Today Wiffle ball is bigger than ever. From the Smithsonian to South Park, the white plastic ball has become part of the fabric of American life. Saturday afternoons are for Wiffle ball games, but so are Sunday mornings, and Sunday comics strips have featured Wiffle prominently. Jeffy from Family Circus wants to know what happens to all the holes in his "Wiffle (Swiss) cheese." The Far Side, Hagar the Horrible, and In The Bleachers, too, have gotten a kick out of the Wiffle ball.
David Eisenhower played Wiffle ball on the White House lawn while his father-in-law, Richard Nixon, governed the nation from the inside.
The Wiffle ball was featured as one of the "Humble Masterpieces" in a recent show by the same name at New York's Museum of Modern Art.
It has been featured in countless advertisements for other products, most recently Target and Converse, providing that essential piece of casual Americana for set decoration.

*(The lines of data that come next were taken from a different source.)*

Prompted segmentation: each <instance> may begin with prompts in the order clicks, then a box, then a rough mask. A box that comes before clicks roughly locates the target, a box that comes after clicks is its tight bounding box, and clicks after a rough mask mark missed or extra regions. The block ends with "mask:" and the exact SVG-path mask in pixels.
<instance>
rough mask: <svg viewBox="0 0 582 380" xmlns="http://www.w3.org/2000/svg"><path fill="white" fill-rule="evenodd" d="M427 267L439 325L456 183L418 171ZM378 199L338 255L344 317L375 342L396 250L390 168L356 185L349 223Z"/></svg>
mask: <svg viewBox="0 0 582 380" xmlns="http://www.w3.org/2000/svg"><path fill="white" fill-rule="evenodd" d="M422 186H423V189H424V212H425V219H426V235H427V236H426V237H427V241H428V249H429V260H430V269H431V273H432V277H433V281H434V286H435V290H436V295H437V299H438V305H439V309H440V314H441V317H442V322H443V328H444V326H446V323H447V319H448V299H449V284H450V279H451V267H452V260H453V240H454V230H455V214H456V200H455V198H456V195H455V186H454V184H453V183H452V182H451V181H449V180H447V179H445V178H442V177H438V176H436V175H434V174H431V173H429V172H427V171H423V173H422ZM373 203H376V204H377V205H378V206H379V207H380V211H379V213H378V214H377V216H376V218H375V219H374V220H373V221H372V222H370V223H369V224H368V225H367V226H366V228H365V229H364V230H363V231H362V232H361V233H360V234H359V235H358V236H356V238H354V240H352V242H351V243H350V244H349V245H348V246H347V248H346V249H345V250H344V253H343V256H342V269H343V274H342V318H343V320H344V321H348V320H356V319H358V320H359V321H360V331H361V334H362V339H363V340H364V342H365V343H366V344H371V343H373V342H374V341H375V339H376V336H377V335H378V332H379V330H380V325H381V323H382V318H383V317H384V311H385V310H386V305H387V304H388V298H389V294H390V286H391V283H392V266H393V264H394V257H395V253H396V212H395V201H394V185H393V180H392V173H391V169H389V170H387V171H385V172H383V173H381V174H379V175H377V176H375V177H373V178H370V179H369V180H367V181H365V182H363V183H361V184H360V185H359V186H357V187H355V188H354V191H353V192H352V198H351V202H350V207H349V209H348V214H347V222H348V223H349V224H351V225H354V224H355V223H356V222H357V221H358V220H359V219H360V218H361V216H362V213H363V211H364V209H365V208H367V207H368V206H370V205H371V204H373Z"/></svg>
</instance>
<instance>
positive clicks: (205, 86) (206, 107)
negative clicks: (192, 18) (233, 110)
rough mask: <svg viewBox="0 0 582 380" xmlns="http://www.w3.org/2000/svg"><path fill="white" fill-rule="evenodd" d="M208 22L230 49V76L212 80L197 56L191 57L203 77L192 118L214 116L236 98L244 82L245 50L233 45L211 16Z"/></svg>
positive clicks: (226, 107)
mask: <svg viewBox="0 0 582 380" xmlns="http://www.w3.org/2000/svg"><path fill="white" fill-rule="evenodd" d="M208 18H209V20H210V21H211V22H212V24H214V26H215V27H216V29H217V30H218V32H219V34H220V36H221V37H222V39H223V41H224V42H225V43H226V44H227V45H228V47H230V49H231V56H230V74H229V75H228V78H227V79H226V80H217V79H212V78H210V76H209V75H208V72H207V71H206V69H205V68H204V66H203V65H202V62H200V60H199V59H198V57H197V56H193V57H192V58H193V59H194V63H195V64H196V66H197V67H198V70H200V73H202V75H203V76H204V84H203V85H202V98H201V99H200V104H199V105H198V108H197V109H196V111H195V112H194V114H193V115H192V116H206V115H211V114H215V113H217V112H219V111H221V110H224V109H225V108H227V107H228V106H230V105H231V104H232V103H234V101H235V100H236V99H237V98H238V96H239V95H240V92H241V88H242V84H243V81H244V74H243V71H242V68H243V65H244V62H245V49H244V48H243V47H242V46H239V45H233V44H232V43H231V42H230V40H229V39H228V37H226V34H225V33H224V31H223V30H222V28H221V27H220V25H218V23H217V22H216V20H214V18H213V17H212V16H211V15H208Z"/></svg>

A Wiffle-themed wedding/fundraiser in Massachusetts had the 90-year-old grandmother of the bride, Laura Goulet, tossing out the first pitch on her happy day. The scouting report had her as "awesome."
Even the Beastie Boys have made reference to a Wiffle bat. Enough said.
The Wiffle ball has been enshrined into the permanent collection of the National Baseball Hall of Fame in Cooperstown.
Wiffle seems nearly recession-proof and, even in tough economic times, it continues to sell briskly. How many Wiffle balls have been sold? Only three people know — and they're not talking. A good guess would be in the hundreds of millions, at least.
After nearly 60 years, Wiffle is still a terrific bargain. It costs under five bucks, it's made well, and you can use it again and again. For the price of a couple of slices and a Coke, you've got a full summer of fun.
As new generations of fans continue to discover the Wiffle phenomenon, they can thank recent developments like league play and aluminum bats. It's now a whole new ballgame.
To sum up Wiffle's part in the American psyche is someone who gets it: Connecticut governor Jodi Rell. Speaking about having the all-American company in her state's own backyard, she says, "The fact that the maker of an iconic piece of Americana like the Wiffle ball calls Connecticut home is one more feather in our cap. Wiffle ball conjures up so many positive images and emotions. For me, it evokes thoughts of summer, laughter, youth, excitement, family, and fun. Wiffle ball has been, and continues to be, an indelible part of America's recreational pastime."
This is mass-production in practice, this is Bernoulli's Principle and the Magnus Effect in action (more on that later). This is, for crying out loud, what they built the suburbs for. This is Wiffle ball.